I have always taken pleasure in observing my surroundings. I like to observe the interdependent nature of things. Growing up, I was the one on the outside looking in. I only kept a few friends growing up and I preferred to keep to myself most of the time. I did, however, enjoy being around people. I liked to observe interactions between people and their environments. Each observation gave me a deeper insight into how we all interact with each other. As I grew older, my observations and analysis of people became more mature. I began to understand what makes people’s heads turn, how to appeal to people’s desires, and identify anomalies in behavior.
It wasn’t until my early 20s when I realized my passion for strategy.

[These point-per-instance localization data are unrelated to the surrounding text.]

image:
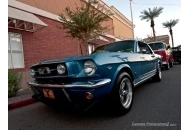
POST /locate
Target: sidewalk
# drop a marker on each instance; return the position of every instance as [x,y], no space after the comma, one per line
[23,98]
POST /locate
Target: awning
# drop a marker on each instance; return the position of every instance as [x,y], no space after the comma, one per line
[22,20]
[98,40]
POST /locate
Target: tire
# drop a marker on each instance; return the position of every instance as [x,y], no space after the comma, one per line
[167,66]
[172,63]
[123,94]
[158,76]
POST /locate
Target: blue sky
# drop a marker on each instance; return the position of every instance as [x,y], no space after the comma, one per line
[171,10]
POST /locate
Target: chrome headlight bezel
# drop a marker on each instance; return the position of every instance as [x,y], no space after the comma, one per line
[89,68]
[61,69]
[32,72]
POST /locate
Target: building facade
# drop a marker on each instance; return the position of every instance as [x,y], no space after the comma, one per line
[162,38]
[34,33]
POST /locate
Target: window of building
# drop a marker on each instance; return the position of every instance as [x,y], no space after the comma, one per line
[15,51]
[90,48]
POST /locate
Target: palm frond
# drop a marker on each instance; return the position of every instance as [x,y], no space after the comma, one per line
[150,14]
[170,24]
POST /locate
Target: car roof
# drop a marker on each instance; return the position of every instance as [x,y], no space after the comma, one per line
[156,42]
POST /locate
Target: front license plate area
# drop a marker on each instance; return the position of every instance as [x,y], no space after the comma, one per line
[48,93]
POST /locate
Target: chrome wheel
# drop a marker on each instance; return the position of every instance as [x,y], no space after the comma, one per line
[126,93]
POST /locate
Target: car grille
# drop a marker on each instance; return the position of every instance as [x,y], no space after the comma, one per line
[44,70]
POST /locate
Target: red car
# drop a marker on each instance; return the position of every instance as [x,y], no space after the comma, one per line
[165,51]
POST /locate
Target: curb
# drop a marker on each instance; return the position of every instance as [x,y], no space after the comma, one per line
[20,104]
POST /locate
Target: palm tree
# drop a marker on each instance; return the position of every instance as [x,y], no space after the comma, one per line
[150,15]
[170,24]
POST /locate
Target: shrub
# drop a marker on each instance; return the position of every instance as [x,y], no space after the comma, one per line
[14,79]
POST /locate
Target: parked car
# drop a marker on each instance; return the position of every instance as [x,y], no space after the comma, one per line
[111,72]
[165,51]
[177,54]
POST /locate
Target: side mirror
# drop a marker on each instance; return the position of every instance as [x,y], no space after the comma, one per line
[168,47]
[144,51]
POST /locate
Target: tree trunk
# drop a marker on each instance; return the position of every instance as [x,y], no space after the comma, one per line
[86,45]
[154,33]
[171,33]
[80,49]
[153,30]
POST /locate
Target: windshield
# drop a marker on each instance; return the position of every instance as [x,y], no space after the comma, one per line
[121,46]
[156,46]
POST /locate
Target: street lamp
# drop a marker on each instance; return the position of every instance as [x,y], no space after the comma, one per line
[132,18]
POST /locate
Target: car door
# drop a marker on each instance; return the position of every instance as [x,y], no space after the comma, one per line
[147,58]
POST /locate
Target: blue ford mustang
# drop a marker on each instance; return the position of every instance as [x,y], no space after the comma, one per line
[112,70]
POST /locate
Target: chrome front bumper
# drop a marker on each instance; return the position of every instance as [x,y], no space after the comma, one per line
[89,84]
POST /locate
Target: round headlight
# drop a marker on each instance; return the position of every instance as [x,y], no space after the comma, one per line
[61,69]
[89,68]
[32,72]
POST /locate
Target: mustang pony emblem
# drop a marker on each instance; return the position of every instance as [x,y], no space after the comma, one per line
[44,70]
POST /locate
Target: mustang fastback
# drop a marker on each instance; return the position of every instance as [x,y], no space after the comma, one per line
[111,71]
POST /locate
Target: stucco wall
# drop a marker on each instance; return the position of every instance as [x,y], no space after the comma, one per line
[121,30]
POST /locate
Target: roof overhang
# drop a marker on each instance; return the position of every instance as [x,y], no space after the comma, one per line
[98,39]
[21,20]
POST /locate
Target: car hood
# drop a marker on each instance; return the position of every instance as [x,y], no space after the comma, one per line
[111,57]
[68,59]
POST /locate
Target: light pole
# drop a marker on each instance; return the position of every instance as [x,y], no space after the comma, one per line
[132,19]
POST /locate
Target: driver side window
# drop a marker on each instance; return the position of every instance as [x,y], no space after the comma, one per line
[144,48]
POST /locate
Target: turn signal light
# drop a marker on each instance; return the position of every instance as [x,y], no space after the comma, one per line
[88,95]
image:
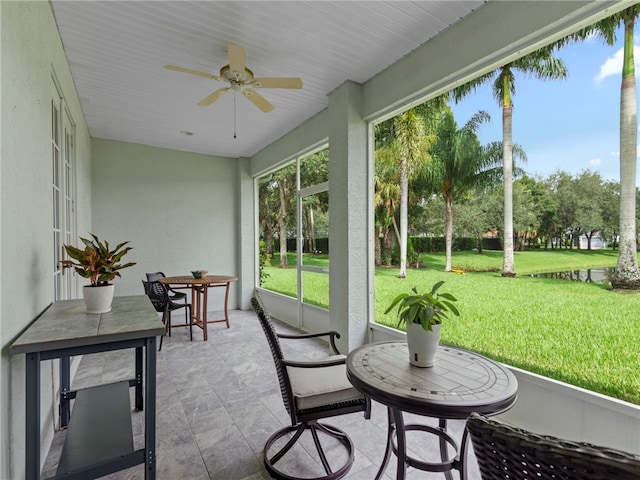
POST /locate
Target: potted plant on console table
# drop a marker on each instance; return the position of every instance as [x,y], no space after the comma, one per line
[100,265]
[423,316]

Strategy was much larger than simple observations of individual people. By studying strategy, I could observe the actions, plans, and goals of groups of people. By understanding strategy, I could influence people to achieve a common goal.

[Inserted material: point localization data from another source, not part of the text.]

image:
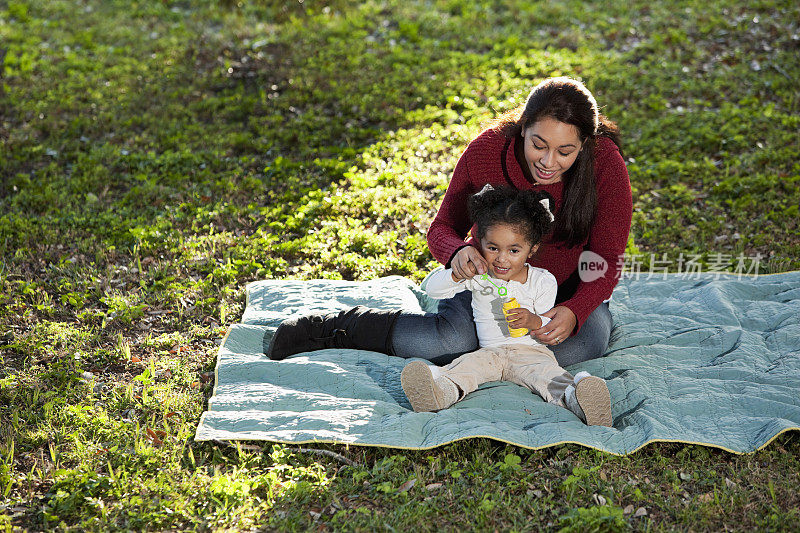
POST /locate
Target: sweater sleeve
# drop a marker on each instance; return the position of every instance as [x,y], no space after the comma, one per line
[546,289]
[608,237]
[451,224]
[439,284]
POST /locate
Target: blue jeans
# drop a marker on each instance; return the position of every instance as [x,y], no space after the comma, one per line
[442,337]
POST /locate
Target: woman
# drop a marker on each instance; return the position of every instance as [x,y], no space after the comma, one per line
[559,143]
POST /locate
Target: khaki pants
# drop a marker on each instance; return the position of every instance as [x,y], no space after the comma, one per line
[534,367]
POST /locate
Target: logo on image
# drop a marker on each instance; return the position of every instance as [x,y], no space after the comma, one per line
[591,266]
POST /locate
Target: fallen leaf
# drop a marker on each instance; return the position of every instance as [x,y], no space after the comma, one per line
[407,485]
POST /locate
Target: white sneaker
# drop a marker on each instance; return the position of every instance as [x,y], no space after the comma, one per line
[425,392]
[589,399]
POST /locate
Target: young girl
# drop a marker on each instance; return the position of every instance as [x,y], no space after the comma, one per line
[510,225]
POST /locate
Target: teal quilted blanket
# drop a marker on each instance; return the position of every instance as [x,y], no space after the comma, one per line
[707,361]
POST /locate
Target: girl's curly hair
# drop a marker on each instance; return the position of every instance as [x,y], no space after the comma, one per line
[521,209]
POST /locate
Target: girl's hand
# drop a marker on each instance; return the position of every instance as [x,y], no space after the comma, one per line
[561,325]
[520,317]
[468,263]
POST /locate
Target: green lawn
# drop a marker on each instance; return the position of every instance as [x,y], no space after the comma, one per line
[158,155]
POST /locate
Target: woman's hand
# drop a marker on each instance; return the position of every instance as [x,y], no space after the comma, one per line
[468,263]
[519,317]
[561,325]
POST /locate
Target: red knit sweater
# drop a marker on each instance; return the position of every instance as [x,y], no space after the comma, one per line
[482,163]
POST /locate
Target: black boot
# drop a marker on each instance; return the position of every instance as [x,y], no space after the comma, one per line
[361,328]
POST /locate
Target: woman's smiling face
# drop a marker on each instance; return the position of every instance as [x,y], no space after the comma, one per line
[551,148]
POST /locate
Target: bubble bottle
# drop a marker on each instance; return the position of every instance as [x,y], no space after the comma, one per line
[508,305]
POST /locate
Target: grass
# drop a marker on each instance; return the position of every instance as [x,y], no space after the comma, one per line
[156,156]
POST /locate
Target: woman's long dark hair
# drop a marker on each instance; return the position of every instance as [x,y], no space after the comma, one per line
[568,101]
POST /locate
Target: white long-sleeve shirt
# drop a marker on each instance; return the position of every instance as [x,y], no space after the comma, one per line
[537,295]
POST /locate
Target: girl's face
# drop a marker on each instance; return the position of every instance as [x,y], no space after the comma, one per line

Strategy is flexible, fluid, and ever changing. Sun Tzu or Sun Zi 孫子, describes this in Chapter 6: Weak Points and Strong Points. He describes war as water. “Water retains no constant shape, so in warfare there are no constant conditions.” Much like water and warfare, human conditions are never constant. Strategy is the balance of order and chaos.
During my academic years and throughout my military career, I came to understand this balance. In the midst of chaos the idiom “cooler heads prevail,” became truth. In any high stress situation, one must retain their composure so that the best decisions are made. This is true not only in warfare, but in finance, sports, politics, etc.
For the warrior or the soldier, the best example of this is marksmanship. In order for the marksman to hit their target, concentration and focus must be keen. In the storm of chaos, the marksman must achieve order. Likewise, a marksman cannot chaotically engage. The marksman will likely not hit the intended target if self control is lacking. This struggle between order and chaos is evident in the marksman, the marshal artist, the swordsman, or any other individual who is an expert in their craft.
Now that you have a basic understanding of the complexity of strategy, I welcome you to begin this journey. Together we will balance the subjective and the objective. We will get rid of what is false and develop what is true. We will set our egos aside and develop ourselves as masters of our craft.